It is well known that three basic types of electrically driven vibrators generally exist. They are the environmental laboratory shaker, the concentric weight driven by a motor, and the electromagnet.
The environmental laboratory type shaker is analogous to a very large high fidelity speaker. The level and frequency of the vibration is determined by a control unit that drives the shaker through a powerful amplifier. Small test samples may be mounted directly to the shaker head. Larger samples are bolted to a slip-plate which in turn is usually supported by an oil bearing mounted on a concrete block. The shaker head is attached to the slip-plate which then drives the slip-plate.

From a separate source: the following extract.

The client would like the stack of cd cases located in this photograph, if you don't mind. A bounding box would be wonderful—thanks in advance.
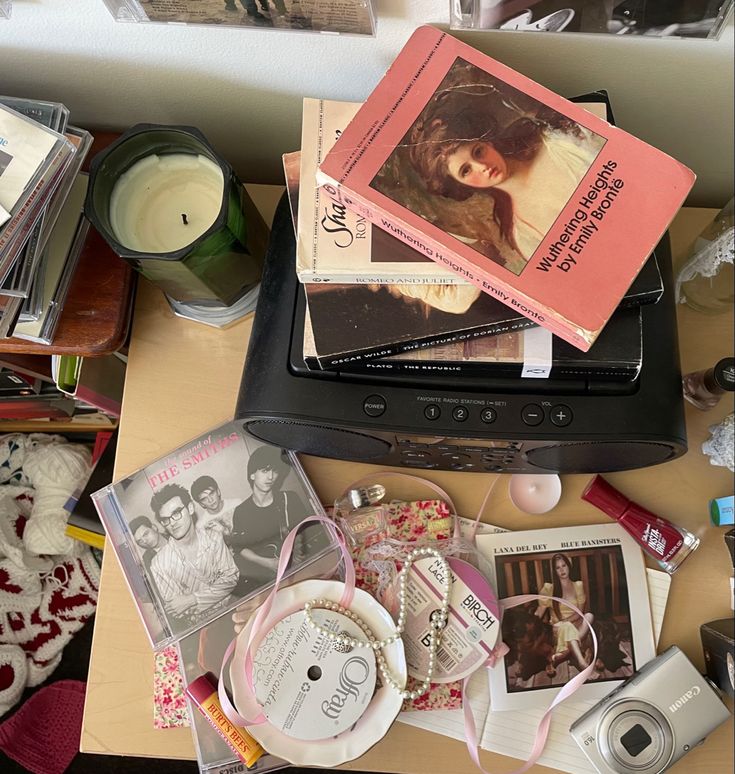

This system is capable of a wide range of levels and frequencies. It is expensive to acquire and to operate, and it is bulky. Once installed, it is moved only with great difficulty and expense.
The concentric weight vibrator comprises an electric motor with an offset weight or weights mounted to its output shaft. The rotating unbalanced shaft causes the entire motor to vibrate. The device may be mounted to anything having sufficient strength to sustain the weight and vibration and having sufficient room to accommodate its bulk. The frequency of vibration is dependent on the speed of the motor, while the level of vibration is determined by the amount of offset of the weight and the amount of weight, as well as motor speed. This unit has many applications. Larger units are used in industry on polishing, deburring and grinding equipment, and on parts conveyers, while smaller units are used in home massage equipment such as vibrating beds and chairs, as well as foot massagers. In the latter case, any unit using this type of vibrator must be thick enough to accommodate its bulk. Even miniature motors require space that prevents the development of a low profile platform preferably of less than one-half to one inch thick.
The electromagnet type vibrator comprises a coil of wire wound on a core of permeable metal and an armature. When current is applied to the coil a magnetic field is generated. The coil is located in close proximity to a ferrous metal armature that is attracted toward the magnetic field. When the electric current stops, the magnetic field collapses and the metal armature returns to its original position. The level of the vibration is dependent on the amount of current through the coil while the frequency is determined by the on-off cycle of the current. In most applications current is supplied by a 115V a.c. line. A diode is connected in series with the coil, thus providing a pulsating current at 60 hertz. This vibrator is used in many of the same applications as the concentric weight vibrator, and with the same limitations.